Holyoke, Massachusetts, Mayor Alex Morse has come out against a natural gas expansion plan by his city's municipal energy company because of concerns over climate change.
This year, Holyoke Gas and Electric joined some other area providers in halting new gas hookups because, they say, there isn't enough pipeline capacity.
And Morse said he doesn't want to add any more.
"We can continue to pour tens of millions of dollars into natural gas infrastructure, or we can invest that money in solutions, and make them more affordable to small businesses and home owners that frankly can't afford it without that investment," Morse said.
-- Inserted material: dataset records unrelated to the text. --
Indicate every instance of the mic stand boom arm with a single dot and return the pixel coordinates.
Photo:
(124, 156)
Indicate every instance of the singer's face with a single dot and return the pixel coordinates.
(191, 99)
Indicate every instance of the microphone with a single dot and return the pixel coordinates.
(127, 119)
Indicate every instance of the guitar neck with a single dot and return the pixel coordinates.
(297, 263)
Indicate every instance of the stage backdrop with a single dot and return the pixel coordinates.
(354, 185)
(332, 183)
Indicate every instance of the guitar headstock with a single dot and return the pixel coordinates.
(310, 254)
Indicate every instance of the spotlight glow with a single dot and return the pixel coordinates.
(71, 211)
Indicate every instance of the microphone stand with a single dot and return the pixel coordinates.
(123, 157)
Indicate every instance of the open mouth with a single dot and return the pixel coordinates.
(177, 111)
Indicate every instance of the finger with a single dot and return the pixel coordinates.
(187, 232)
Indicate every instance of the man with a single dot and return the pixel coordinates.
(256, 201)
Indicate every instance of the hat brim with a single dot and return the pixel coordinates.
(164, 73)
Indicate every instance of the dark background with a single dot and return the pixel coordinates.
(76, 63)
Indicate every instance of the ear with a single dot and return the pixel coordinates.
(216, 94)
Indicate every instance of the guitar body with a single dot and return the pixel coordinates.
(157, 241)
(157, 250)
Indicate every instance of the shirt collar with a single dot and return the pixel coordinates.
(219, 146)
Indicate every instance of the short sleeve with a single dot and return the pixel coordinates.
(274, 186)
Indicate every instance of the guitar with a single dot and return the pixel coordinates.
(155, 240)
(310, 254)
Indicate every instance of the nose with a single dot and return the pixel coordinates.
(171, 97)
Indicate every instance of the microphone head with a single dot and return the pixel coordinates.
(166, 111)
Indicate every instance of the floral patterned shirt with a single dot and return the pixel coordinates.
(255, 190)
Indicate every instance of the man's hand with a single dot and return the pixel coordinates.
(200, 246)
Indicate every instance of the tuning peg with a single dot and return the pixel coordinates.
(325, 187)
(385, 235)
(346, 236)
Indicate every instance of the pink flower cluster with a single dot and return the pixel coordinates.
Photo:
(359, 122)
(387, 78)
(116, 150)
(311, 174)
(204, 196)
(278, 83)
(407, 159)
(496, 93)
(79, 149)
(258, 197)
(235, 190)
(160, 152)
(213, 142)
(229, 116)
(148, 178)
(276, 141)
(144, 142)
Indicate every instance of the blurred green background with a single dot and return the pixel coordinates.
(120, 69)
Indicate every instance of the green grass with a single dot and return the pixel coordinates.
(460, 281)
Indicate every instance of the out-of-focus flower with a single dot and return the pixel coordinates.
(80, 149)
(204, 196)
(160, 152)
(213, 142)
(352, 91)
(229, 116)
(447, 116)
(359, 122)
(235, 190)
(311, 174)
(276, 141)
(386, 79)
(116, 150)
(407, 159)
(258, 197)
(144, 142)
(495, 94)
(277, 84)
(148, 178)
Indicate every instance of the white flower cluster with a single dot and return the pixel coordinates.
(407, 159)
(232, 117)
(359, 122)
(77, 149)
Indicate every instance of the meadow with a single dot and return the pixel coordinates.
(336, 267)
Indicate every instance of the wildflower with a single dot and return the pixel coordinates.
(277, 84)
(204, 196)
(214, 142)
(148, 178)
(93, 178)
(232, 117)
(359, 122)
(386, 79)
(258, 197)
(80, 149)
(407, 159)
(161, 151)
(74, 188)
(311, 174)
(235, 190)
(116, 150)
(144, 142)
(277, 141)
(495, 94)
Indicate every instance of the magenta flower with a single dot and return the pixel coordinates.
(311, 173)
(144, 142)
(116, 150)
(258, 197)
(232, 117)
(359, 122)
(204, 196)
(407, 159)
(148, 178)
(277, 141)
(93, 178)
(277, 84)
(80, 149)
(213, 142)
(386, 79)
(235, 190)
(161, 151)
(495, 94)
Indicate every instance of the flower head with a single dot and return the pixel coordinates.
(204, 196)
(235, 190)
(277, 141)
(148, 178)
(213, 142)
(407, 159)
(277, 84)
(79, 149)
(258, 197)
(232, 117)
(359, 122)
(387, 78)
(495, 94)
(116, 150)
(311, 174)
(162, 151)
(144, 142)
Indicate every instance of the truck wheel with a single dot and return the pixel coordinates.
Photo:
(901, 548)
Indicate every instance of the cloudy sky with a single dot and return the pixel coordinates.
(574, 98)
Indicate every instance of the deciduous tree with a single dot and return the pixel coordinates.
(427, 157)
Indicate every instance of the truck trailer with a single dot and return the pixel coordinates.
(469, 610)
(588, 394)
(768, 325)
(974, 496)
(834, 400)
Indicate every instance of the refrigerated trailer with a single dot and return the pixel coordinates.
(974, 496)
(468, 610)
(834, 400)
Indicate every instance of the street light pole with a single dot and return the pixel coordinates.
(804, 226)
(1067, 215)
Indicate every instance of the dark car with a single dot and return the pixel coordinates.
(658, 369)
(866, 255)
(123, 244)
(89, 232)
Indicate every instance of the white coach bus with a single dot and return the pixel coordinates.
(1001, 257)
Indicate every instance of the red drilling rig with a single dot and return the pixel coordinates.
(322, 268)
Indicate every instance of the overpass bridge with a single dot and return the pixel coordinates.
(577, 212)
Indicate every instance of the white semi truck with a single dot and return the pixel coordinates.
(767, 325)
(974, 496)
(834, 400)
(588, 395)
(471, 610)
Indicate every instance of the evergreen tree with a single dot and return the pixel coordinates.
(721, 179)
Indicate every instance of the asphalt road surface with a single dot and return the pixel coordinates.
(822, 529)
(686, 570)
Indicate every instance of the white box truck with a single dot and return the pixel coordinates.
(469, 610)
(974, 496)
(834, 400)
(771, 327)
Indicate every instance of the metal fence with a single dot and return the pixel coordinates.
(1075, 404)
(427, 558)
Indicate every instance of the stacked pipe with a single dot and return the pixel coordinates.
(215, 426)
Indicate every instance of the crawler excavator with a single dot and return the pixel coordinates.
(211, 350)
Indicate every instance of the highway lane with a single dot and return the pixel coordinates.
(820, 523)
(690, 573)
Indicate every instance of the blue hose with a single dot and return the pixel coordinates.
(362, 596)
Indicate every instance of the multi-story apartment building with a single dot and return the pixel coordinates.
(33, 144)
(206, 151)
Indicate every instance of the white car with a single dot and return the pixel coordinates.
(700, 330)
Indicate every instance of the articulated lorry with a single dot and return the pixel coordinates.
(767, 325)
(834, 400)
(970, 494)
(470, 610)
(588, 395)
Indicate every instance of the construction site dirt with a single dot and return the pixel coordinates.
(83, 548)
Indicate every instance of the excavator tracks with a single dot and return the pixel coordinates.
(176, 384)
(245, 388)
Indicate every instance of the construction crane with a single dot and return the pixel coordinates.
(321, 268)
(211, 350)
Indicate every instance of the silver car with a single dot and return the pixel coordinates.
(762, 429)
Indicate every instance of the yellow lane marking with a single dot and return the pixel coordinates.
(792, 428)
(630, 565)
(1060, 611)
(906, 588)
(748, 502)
Holyoke City Councilor David Bartley said natural gas is the best short-term solution, and also took Morse to task.
"He issues press releases," Bartley said, "and then he gets a lot of pats on the back from people outside of Holyoke, and maybe some supporters within the community, that really, again, don't offer an alternative."
Holyoke Gas and Electric is working with another provider — Columbia Gas — on the proposal.
In a statement, Columbia said, "No final agreement between Holyoke Gas & Electric and Columbia Gas has been reached. We are still considering all alternatives. Any solution that requires Columbia Gas to construct facilities would likely require regulatory approval — which is an open and public process."
According to its website, HGE has made investments in renewable energy when it comes to electricity. It says 65 percent of Holyoke's electric power is generated through hydroelectric resources, and has developed 16 megawatts of solar since 2012.